Functional data structures, also known as “persistent” data structures, are naturally composable. This follows from the composability of immutable data — you can build larger immutable objects from smaller immutable objects. But there’s more to it: This new way of mutating by construction also composes well. A composite persistent object can be clone-mutated by clone-mutating only the objects on the path to the mutation; everything else can be safely shared.

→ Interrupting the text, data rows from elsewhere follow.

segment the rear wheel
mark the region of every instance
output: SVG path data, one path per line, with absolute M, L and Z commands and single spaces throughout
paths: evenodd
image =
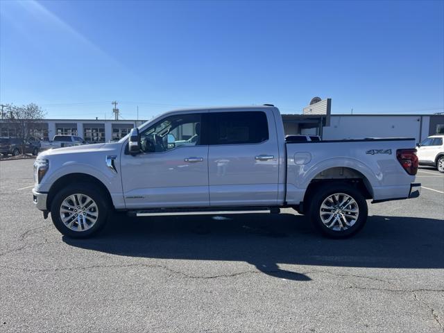
M 441 173 L 444 173 L 444 156 L 441 156 L 436 162 L 436 169 Z
M 56 196 L 51 217 L 56 228 L 71 238 L 88 238 L 105 226 L 110 204 L 101 191 L 86 183 L 69 185 Z
M 346 238 L 359 232 L 367 221 L 367 203 L 356 188 L 346 183 L 320 187 L 314 194 L 309 216 L 323 234 Z

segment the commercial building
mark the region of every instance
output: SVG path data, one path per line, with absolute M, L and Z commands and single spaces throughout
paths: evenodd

Concurrency also introduces nonstandard flows of control. In general, things don’t progress sequentially. Programmers have to deal with inversion of control, jumping from handler to handler, keeping track of shared mutable state, etc. Again, in functional programming this is nothing unusual. Functions are first class citizens and they can be composed in many ways. A handler is nothing but a continuation in the continuation passing style. Continuations do compose, albeit in ways that are not familiar to imperative programmers. Functional programmers have a powerful compositional tool called a monad that, among other things, can linearize inverted flow of control. The design of libraries for concurrent programming makes much more sense once you understand that.

A paradigm shift towards functional programming is unavoidable and I’m glad to report that there’s a growing awareness of that new trend among C++ programmers. I used to be the odd guy talking about Haskell and monads at C++ meetings and conferences. This is no longer so. There was a sea change at this year’s C++Now. The cool kids were all talking about functional programming, and the presentation “Functional Data Structures in C++” earned me the most inspiring session award. I take it as a sign that the C++ community is ready for a big change.